One of the first questions girls often ask: can you sleep with a tampon in?
Table of Contents
- Is It Okay to Sleep With a Tampon In?
- 7 Things You Need to Know About Tampons
- 1. Never Wear Your Tampon for Longer Than 8 Hours
- 2. Never Wear a Tampon If You’re Not on Your Period
- 3. Always Choose the Lightest Absorbency Level for Your Flow
- 4. Always Wash Your Hands before Inserting or Removing a Tampon
- 5. You Don’t Have to Change Your Tampon Every Time You Use the Bathroom
- 6. Avoid Wearing Tampons for a While after Giving Birth
- 7. Wear a Pantyliner If You’re Worried about Leaks
Is It Okay to Sleep With a Tampon In?
You enjoy not having to wear a thick, bulky pad during your period. But do you have to give up this comfort at night? Not necessarily.
Experts say it’s okay to wear a tampon while you sleep, BUT there are certain rules that you need to follow.
- Tampons need to be changed every 8 hours.
- Only wear tampons when you have a flow.
- Always use the lightest absorbency level for your flow.
7 Things You Need to Know About Tampons
1. Never Wear Your Tampon for Longer Than 8 Hours
It cannot be stressed enough that you need to change your tampon every 8 hours. Wearing your tampon any longer than this can lead to TSS (Toxic Shock Syndrome).
TSS is a rare but life-threatening condition caused by a bacterial infection. It’s typically caused by staph bacteria, but TSS can also be caused by strep bacteria.
If you do decide to wear your tampon while you sleep, set an alarm to make sure that you remove it before the 8-hour mark. As soon as you get up, remove your tampon and use a pad if you plan on going back to sleep.
2. Never Wear a Tampon If You’re Not on Your Period
What happens if you’re expecting your period, but you’re not bleeding yet? Can you wear a tampon, and if so, can you sleep with it in? No and no.

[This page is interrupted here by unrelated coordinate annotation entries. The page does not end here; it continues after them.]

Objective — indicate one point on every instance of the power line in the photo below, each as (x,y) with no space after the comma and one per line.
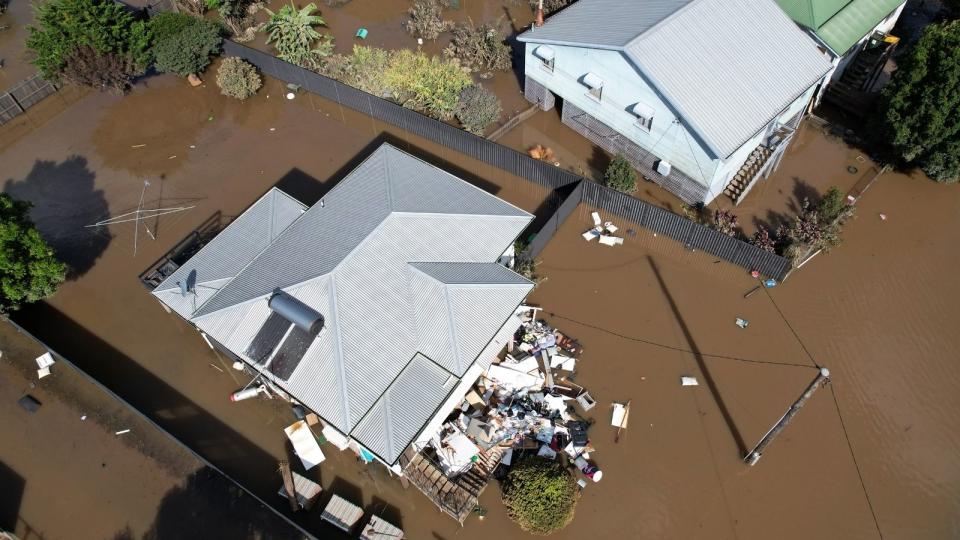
(678,349)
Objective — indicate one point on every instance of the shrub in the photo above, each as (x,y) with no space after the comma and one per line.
(540,495)
(477,108)
(292,34)
(429,84)
(479,48)
(104,26)
(916,114)
(29,269)
(238,78)
(426,19)
(189,50)
(620,175)
(109,71)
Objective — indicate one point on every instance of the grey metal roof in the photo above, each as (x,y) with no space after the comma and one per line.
(727,67)
(414,396)
(230,251)
(374,320)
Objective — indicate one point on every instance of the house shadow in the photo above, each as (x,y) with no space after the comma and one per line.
(65,200)
(208,505)
(11,495)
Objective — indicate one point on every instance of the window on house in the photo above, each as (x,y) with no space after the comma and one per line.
(644,114)
(547,57)
(595,84)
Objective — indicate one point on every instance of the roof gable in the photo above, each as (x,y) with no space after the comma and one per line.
(727,67)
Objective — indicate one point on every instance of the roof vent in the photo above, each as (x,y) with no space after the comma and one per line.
(295,311)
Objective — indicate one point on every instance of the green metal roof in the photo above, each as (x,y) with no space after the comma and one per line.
(840,24)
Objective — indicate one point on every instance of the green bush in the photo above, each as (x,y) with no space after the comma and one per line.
(477,108)
(540,495)
(426,19)
(429,84)
(479,48)
(104,26)
(189,50)
(29,269)
(917,111)
(620,175)
(238,78)
(291,32)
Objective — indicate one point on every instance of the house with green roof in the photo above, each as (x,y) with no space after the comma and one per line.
(843,28)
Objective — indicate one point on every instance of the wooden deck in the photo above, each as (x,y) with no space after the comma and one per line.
(456,496)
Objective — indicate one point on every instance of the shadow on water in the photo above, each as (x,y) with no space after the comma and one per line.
(711,384)
(210,506)
(65,200)
(197,428)
(11,494)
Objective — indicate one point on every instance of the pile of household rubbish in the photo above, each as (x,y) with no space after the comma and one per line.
(523,404)
(603,231)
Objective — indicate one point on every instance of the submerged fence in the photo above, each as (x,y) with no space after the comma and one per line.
(24,95)
(691,234)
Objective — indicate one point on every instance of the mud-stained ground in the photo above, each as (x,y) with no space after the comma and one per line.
(67,474)
(877,311)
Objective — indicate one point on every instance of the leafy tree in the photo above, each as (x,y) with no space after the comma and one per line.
(917,111)
(291,32)
(189,50)
(477,108)
(106,27)
(429,84)
(29,269)
(480,48)
(426,18)
(238,78)
(620,175)
(540,495)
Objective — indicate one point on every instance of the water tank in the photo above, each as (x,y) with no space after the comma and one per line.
(295,311)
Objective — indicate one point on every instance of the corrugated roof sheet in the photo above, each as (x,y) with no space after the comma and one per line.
(727,66)
(405,407)
(230,251)
(373,322)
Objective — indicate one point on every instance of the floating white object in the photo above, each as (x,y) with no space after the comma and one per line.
(304,444)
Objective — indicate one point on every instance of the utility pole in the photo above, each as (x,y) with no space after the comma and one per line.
(754,455)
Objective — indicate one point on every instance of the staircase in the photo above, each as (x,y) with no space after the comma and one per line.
(456,496)
(741,181)
(853,92)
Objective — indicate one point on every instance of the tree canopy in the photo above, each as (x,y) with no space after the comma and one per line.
(917,112)
(540,495)
(106,27)
(29,269)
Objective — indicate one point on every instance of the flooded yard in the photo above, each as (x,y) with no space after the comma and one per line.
(877,311)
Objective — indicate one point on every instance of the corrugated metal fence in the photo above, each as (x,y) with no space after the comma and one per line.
(647,215)
(24,95)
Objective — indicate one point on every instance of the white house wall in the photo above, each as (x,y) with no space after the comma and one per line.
(623,87)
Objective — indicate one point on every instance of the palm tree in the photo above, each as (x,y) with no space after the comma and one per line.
(291,32)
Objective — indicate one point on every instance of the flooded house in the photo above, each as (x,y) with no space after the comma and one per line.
(853,34)
(377,308)
(701,96)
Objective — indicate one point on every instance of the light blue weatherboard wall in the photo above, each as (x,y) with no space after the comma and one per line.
(623,87)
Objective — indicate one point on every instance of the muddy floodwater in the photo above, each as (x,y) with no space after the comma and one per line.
(880,311)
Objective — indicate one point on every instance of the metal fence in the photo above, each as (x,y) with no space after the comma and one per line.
(24,95)
(655,218)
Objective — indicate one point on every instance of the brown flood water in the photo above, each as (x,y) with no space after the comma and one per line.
(874,311)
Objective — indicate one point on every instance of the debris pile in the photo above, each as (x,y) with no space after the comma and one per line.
(603,231)
(523,404)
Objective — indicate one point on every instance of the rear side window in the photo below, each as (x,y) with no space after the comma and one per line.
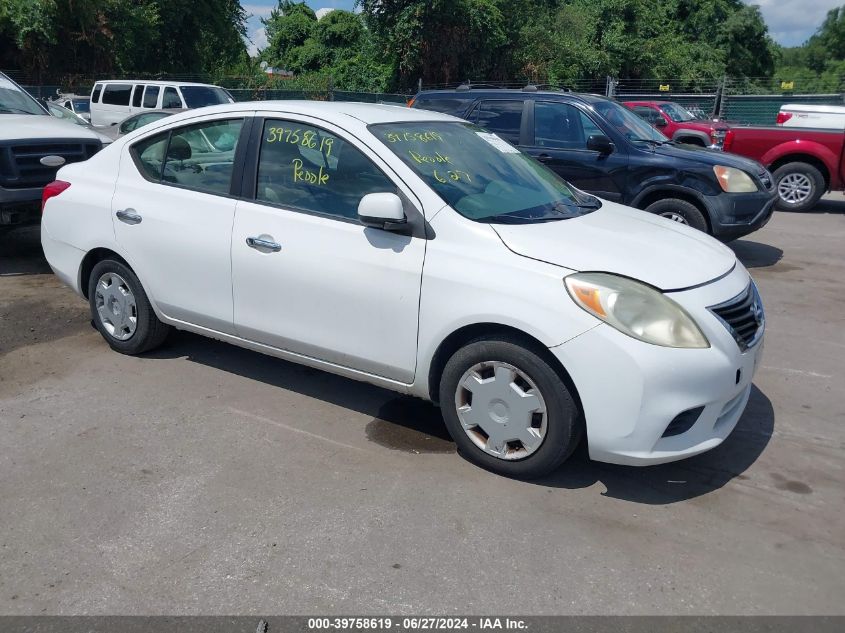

Never wear a tampon if you’re not bleeding. If you’re expecting your period, wear a pad instead.
3. Always Choose the Lightest Absorbency Level for Your Flow
Whenever you wear a tampon, always choose the lightest possible absorbency level for your flow. If your flow is regular, never use a super-absorbent tampon. Instead, wear a regular flow tampon. If you don’t have a tampon to match your flow, wear a pad instead.
Tampons are available in multiple flow levels, including heavy, medium and light.
If you wear a tampon with a higher absorbency level than what you need, you put yourself at greater risk for infection. You’ll also make it painful to wear a tampon and to remove it.
4. Always Wash Your Hands before Inserting or Removing a Tampon
It sounds like a no-brainer, but so many women fail to do it: washing your hands before you insert or remove a tampon.
Your hands carry a lot of bacteria, and that bacteria may make its way onto the tampon and up into your vagina, which could lead to an infection. Always use clean hands when inserting and removing tampons.
5. You Don’t Have to Change Your Tampon Every Time You Use the Bathroom
Once a tampon is properly inserted, it will stay in place until you remove it. You don’t have to worry about it popping out when using the bathroom. Many girls assume that you have to change your tampon each time you use the bathroom, but this isn’t true.
You do have to change your tampon if you’re using the bathroom and you’ve been wearing your tampon for 4-8 hours.
6. Avoid Wearing Tampons for a While after Giving Birth
Experts recommend avoiding wearing tampons for a few months after giving birth. This recommendation is given for two reasons:
- The vagina is sore and sensitive to pain after delivery.
- The body’s immune system is weaker after giving birth.
Because your immune system is weaker after you give birth, you put yourself at greater risk for an infection. Don’t worry – you don’t have to give up tampons forever.
7. Wear a Pantyliner If You’re Worried about Leaks
If you’re concerned about leaks, wear a pantyliner in addition to your tampon. Many women wear both, but once you get to know your cycle and flow, it’s typically not necessary to wear both. Many women choose to wear a pantyliner and a tampon at night because you’re more likely to leak at night. Just remember to remove the tampon after 8 hours.
Tampons are comfortable, easy to wear and let you live your life when you’re on your period. While you can certainly wear a tampon while you’re sleeping, it’s essential that you leave it in for no longer than 8 hours. Leaving it in for longer can lead to TSS. Aside from this one important rule, wearing a tampon is pretty straightforward and not as scary as it might seem.